The report also alleges ill-treatment of some migrants, either upon apprehension or during detention, the newspaper's story said, including a claim that in one case some 50 migrants – men, women and children, were detained in a 30 square meter cell (344-square feet) cell with undivided toilets and no beds.

The report “also raises concerns over acts by the Greek Coast Guard to prevent boats carrying migrants from reaching any Greek island and it questions the role and engagement of FRONTEX in such operations,” questioning that agency.
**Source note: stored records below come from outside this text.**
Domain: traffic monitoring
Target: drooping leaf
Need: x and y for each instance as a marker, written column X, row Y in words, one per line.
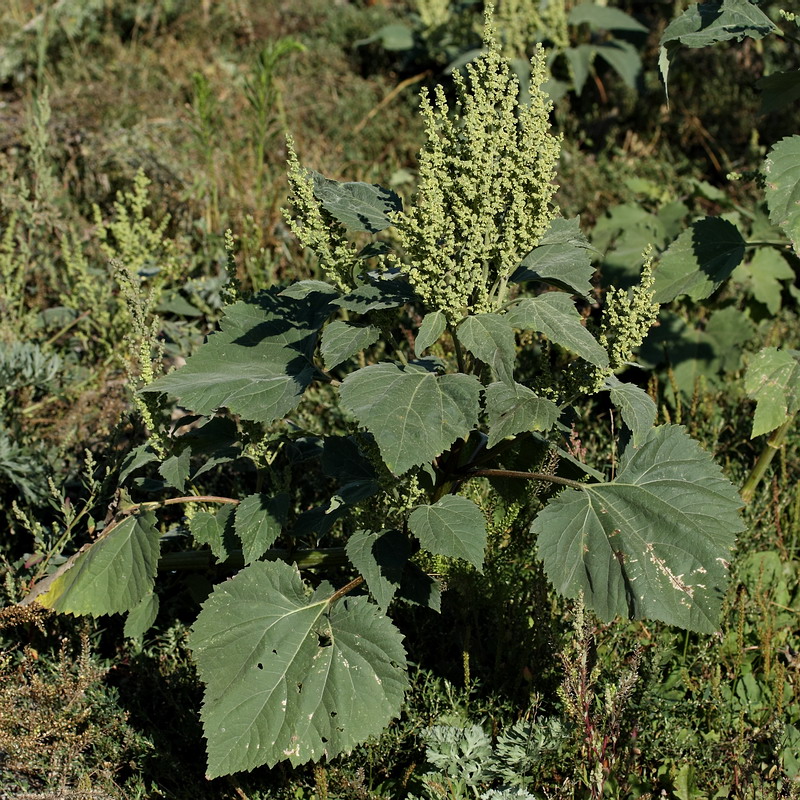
column 258, row 364
column 654, row 543
column 699, row 260
column 782, row 172
column 490, row 338
column 380, row 293
column 141, row 617
column 765, row 273
column 515, row 409
column 604, row 18
column 413, row 414
column 703, row 24
column 637, row 408
column 175, row 470
column 430, row 330
column 453, row 527
column 340, row 340
column 216, row 530
column 779, row 90
column 561, row 259
column 554, row 314
column 259, row 519
column 773, row 381
column 108, row 576
column 286, row 676
column 381, row 558
column 358, row 206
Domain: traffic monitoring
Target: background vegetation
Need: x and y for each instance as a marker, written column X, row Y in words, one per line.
column 133, row 135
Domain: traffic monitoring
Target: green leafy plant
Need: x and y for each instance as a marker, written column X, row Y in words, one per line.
column 482, row 273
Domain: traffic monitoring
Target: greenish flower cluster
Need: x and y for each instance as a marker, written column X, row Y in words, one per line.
column 523, row 22
column 317, row 230
column 485, row 187
column 627, row 317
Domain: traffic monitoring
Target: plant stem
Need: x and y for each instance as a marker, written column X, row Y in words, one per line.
column 346, row 589
column 528, row 476
column 774, row 443
column 172, row 501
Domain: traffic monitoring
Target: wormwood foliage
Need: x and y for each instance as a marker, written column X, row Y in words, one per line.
column 482, row 274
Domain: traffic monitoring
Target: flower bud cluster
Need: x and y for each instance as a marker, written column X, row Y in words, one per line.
column 318, row 230
column 485, row 187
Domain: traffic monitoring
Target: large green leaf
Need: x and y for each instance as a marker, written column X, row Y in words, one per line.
column 782, row 171
column 637, row 408
column 381, row 558
column 358, row 206
column 260, row 362
column 703, row 24
column 286, row 675
column 490, row 338
column 654, row 543
column 561, row 259
column 554, row 314
column 216, row 530
column 259, row 519
column 453, row 527
column 109, row 576
column 773, row 381
column 604, row 18
column 340, row 340
column 699, row 260
column 413, row 414
column 516, row 409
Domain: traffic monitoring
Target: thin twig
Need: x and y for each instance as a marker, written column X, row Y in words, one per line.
column 389, row 97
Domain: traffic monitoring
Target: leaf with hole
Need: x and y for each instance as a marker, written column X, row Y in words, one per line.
column 772, row 379
column 654, row 543
column 287, row 676
column 413, row 414
column 358, row 206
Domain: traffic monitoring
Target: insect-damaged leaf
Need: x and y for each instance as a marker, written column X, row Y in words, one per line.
column 454, row 527
column 340, row 340
column 109, row 576
column 258, row 364
column 413, row 414
column 516, row 409
column 561, row 258
column 288, row 677
column 654, row 543
column 554, row 314
column 490, row 338
column 699, row 260
column 358, row 206
column 773, row 381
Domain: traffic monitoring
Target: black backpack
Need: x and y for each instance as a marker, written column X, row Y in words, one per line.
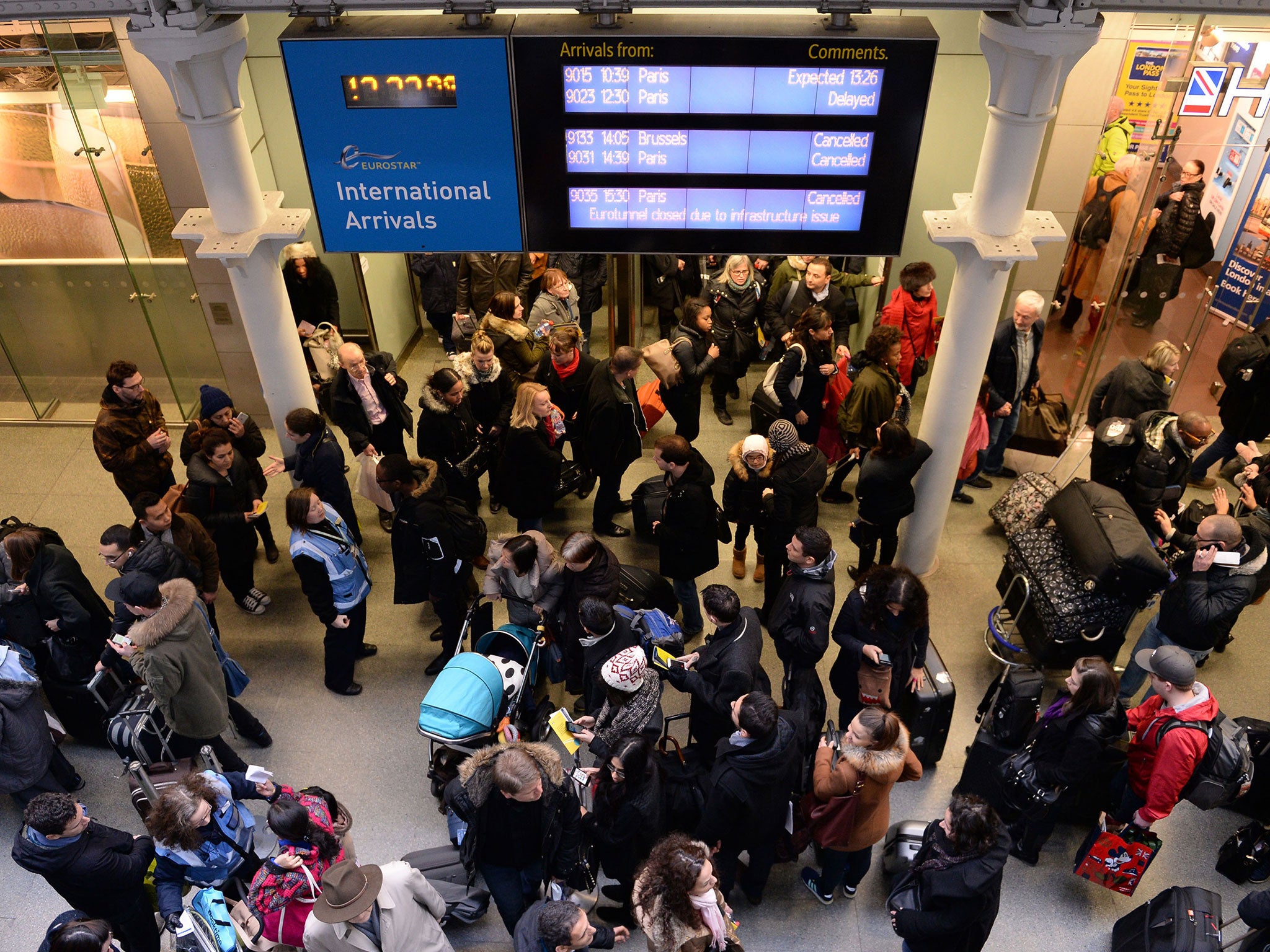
column 1242, row 357
column 1093, row 226
column 1226, row 772
column 469, row 530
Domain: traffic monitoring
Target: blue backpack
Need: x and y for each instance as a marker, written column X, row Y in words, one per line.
column 655, row 628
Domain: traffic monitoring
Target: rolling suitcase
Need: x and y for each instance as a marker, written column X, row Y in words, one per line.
column 1180, row 919
column 1256, row 801
column 1109, row 546
column 647, row 501
column 980, row 774
column 929, row 712
column 1062, row 620
column 904, row 840
column 643, row 588
column 1011, row 703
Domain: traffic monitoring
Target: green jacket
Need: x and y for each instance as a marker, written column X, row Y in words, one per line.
column 791, row 270
column 1113, row 146
column 179, row 666
column 869, row 405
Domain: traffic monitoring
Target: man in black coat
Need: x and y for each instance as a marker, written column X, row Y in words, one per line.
column 755, row 775
column 812, row 288
column 605, row 633
column 523, row 823
column 426, row 559
column 93, row 867
column 723, row 669
column 799, row 624
column 367, row 402
column 614, row 433
column 318, row 464
column 1013, row 374
column 687, row 535
column 799, row 471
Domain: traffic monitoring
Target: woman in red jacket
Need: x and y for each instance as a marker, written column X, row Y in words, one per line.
column 915, row 310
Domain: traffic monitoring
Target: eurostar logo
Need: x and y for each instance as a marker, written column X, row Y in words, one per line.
column 352, row 157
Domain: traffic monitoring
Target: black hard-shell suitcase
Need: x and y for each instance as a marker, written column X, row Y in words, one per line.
column 1010, row 706
column 1062, row 620
column 1109, row 546
column 1180, row 919
column 929, row 712
column 647, row 501
column 980, row 774
column 643, row 588
column 1256, row 801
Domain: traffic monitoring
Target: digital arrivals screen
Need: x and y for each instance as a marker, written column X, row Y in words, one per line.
column 407, row 127
column 810, row 139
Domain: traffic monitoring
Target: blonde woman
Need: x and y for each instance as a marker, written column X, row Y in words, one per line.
column 528, row 472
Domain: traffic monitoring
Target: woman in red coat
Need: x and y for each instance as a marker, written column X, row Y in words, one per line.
column 913, row 310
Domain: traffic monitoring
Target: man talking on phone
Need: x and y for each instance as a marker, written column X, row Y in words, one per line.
column 1213, row 582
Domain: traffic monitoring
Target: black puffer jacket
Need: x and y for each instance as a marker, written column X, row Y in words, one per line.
column 1179, row 219
column 1199, row 609
column 588, row 273
column 686, row 534
column 561, row 821
column 1066, row 748
column 729, row 664
column 735, row 316
column 958, row 904
column 1129, row 390
column 1162, row 461
column 438, row 281
column 751, row 787
column 100, row 873
column 744, row 489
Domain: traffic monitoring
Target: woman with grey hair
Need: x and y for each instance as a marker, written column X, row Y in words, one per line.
column 733, row 299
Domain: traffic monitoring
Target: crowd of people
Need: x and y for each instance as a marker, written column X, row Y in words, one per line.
column 523, row 404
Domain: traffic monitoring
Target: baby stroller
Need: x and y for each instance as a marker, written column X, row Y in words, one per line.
column 483, row 696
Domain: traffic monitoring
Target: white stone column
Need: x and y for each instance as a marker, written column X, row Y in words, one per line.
column 988, row 231
column 200, row 58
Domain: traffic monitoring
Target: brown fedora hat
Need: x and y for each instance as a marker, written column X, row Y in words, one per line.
column 347, row 891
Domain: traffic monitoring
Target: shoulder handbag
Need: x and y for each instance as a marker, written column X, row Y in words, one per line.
column 287, row 926
column 831, row 822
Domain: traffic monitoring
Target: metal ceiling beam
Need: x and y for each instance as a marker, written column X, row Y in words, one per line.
column 86, row 9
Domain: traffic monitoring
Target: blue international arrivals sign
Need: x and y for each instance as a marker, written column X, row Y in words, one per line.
column 1244, row 277
column 408, row 140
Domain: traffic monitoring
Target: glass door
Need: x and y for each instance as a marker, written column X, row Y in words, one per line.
column 95, row 275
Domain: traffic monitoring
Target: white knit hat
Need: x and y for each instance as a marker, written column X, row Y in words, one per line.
column 625, row 671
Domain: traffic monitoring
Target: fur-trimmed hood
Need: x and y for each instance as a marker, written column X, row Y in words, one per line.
column 430, row 475
column 429, row 400
column 465, row 369
column 477, row 774
column 179, row 597
column 742, row 470
column 516, row 330
column 879, row 764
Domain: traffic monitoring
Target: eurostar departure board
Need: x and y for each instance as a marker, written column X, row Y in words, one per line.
column 717, row 127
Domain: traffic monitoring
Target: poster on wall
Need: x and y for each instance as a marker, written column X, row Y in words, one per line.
column 1146, row 64
column 1242, row 282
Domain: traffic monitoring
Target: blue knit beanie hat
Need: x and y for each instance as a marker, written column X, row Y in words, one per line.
column 213, row 399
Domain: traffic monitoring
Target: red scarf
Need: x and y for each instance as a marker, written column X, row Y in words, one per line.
column 567, row 369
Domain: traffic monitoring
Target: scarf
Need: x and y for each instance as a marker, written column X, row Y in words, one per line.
column 713, row 918
column 614, row 724
column 567, row 371
column 940, row 858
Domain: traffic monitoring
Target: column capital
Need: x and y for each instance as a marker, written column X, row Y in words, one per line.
column 281, row 227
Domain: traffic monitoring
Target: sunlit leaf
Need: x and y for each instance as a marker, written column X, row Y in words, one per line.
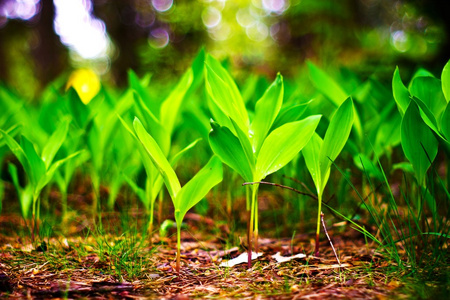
column 311, row 153
column 171, row 106
column 429, row 90
column 418, row 142
column 223, row 90
column 401, row 93
column 337, row 135
column 228, row 148
column 266, row 110
column 197, row 188
column 283, row 144
column 445, row 79
column 326, row 85
column 445, row 123
column 158, row 159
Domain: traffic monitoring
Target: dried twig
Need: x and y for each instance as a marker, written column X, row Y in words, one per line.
column 326, row 232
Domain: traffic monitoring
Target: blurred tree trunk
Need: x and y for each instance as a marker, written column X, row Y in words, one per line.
column 50, row 55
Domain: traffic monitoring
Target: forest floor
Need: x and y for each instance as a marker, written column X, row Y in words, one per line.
column 111, row 266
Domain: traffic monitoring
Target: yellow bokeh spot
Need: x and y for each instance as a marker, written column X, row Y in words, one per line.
column 85, row 82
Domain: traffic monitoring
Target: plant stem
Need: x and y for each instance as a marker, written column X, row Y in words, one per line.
column 319, row 212
column 178, row 247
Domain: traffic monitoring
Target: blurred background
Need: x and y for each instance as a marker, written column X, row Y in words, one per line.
column 42, row 40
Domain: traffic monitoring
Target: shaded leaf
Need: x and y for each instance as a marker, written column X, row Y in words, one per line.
column 401, row 93
column 158, row 159
column 54, row 142
column 223, row 91
column 326, row 85
column 283, row 144
column 197, row 188
column 335, row 138
column 418, row 142
column 266, row 110
column 228, row 148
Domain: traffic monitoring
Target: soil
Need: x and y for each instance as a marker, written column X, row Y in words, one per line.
column 108, row 266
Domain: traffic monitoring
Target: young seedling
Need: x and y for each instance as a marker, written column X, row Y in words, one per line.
column 183, row 198
column 251, row 149
column 319, row 154
column 39, row 169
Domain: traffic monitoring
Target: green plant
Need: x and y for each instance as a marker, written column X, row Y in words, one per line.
column 319, row 154
column 252, row 149
column 39, row 169
column 183, row 198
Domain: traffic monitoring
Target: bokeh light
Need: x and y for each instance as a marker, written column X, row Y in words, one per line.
column 79, row 30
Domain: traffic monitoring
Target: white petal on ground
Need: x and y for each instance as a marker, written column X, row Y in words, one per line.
column 243, row 258
column 281, row 259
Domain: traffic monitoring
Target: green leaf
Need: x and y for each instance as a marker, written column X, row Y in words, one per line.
column 445, row 79
column 266, row 111
column 140, row 87
column 427, row 116
column 429, row 90
column 229, row 149
column 311, row 154
column 158, row 159
column 245, row 144
column 54, row 142
column 156, row 130
column 79, row 111
column 174, row 160
column 290, row 113
column 326, row 85
column 197, row 188
column 283, row 144
column 337, row 135
column 223, row 91
column 171, row 106
column 418, row 142
column 401, row 93
column 445, row 123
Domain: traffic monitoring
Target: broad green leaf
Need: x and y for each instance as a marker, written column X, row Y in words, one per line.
column 140, row 87
column 326, row 85
column 336, row 136
column 156, row 130
column 418, row 142
column 223, row 91
column 174, row 160
column 427, row 116
column 229, row 149
column 401, row 93
column 311, row 154
column 290, row 113
column 171, row 106
column 54, row 142
column 137, row 190
column 445, row 123
column 283, row 144
column 429, row 90
column 158, row 159
column 38, row 169
column 362, row 162
column 197, row 188
column 245, row 144
column 45, row 179
column 445, row 79
column 266, row 110
column 79, row 111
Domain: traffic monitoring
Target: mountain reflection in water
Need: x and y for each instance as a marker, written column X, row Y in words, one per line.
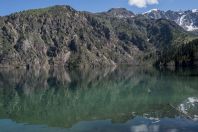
column 114, row 99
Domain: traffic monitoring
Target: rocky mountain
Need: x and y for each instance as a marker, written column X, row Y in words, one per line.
column 119, row 13
column 62, row 36
column 186, row 19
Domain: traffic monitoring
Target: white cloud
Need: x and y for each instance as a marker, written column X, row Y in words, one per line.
column 142, row 3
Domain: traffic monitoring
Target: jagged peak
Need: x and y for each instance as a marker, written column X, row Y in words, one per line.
column 194, row 10
column 152, row 10
column 120, row 12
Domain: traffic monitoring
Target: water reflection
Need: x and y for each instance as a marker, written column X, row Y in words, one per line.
column 140, row 98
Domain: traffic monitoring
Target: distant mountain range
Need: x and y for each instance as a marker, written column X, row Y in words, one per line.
column 62, row 36
column 186, row 19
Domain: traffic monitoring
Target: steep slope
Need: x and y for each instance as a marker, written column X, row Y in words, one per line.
column 60, row 35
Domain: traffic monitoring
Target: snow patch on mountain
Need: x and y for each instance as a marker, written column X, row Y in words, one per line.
column 194, row 10
column 191, row 27
column 152, row 10
column 181, row 20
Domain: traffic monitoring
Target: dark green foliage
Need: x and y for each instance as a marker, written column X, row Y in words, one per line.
column 182, row 55
column 60, row 35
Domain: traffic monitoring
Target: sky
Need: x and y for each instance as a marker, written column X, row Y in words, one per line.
column 137, row 6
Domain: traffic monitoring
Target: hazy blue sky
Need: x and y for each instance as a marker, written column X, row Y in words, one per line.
column 10, row 6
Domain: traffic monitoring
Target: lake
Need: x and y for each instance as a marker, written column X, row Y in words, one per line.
column 127, row 99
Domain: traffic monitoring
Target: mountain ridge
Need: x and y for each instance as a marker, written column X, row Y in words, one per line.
column 62, row 36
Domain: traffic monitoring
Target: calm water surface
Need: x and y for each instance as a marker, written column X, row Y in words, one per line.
column 99, row 100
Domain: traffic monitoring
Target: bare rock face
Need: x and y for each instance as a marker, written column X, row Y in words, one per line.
column 62, row 36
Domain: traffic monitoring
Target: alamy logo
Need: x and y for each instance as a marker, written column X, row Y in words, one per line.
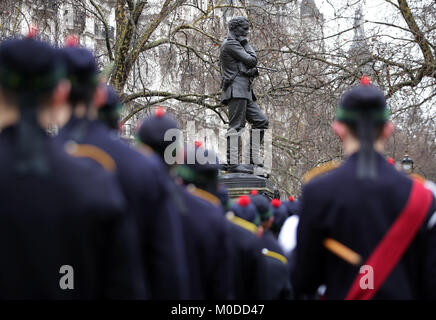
column 67, row 280
column 367, row 279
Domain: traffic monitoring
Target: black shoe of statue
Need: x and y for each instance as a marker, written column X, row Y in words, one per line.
column 240, row 168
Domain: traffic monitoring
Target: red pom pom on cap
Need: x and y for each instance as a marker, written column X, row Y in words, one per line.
column 244, row 200
column 72, row 41
column 276, row 203
column 391, row 161
column 33, row 31
column 365, row 80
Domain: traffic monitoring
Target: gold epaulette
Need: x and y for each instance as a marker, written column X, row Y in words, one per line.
column 247, row 225
column 209, row 197
column 274, row 255
column 319, row 170
column 417, row 177
column 91, row 152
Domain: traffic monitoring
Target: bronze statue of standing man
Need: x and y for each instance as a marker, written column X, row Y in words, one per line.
column 238, row 67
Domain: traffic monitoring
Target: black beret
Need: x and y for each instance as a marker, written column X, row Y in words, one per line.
column 80, row 64
column 153, row 128
column 280, row 214
column 246, row 210
column 263, row 206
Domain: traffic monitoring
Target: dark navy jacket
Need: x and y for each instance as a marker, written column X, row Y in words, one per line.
column 207, row 244
column 145, row 184
column 75, row 215
column 358, row 213
column 277, row 268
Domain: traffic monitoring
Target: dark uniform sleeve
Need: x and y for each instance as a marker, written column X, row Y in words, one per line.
column 245, row 54
column 122, row 269
column 165, row 254
column 309, row 253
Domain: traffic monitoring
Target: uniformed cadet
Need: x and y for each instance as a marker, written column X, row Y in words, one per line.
column 245, row 209
column 249, row 264
column 204, row 227
column 277, row 265
column 280, row 214
column 366, row 230
column 142, row 178
column 109, row 112
column 264, row 209
column 64, row 232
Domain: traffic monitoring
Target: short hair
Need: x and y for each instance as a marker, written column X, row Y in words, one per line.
column 236, row 22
The report said that Greek officials mostly cooperated, apart from some police and said the Coast Guard didn't have a contact person, the group coming on less than 48 hours notice. 

In response, Greek officials said there were no specific complaints but said some facilities need upgrading but that areas are cleaned every weekday while acknowledging some minors are held on orders of prosecutors and others are under “protective custody” to prevent “exploitation by trafficking networks.” 

The reported noted that Greek police “state that the alleged practice of pushbacks to the border is unsubstantiated and completely wrong.”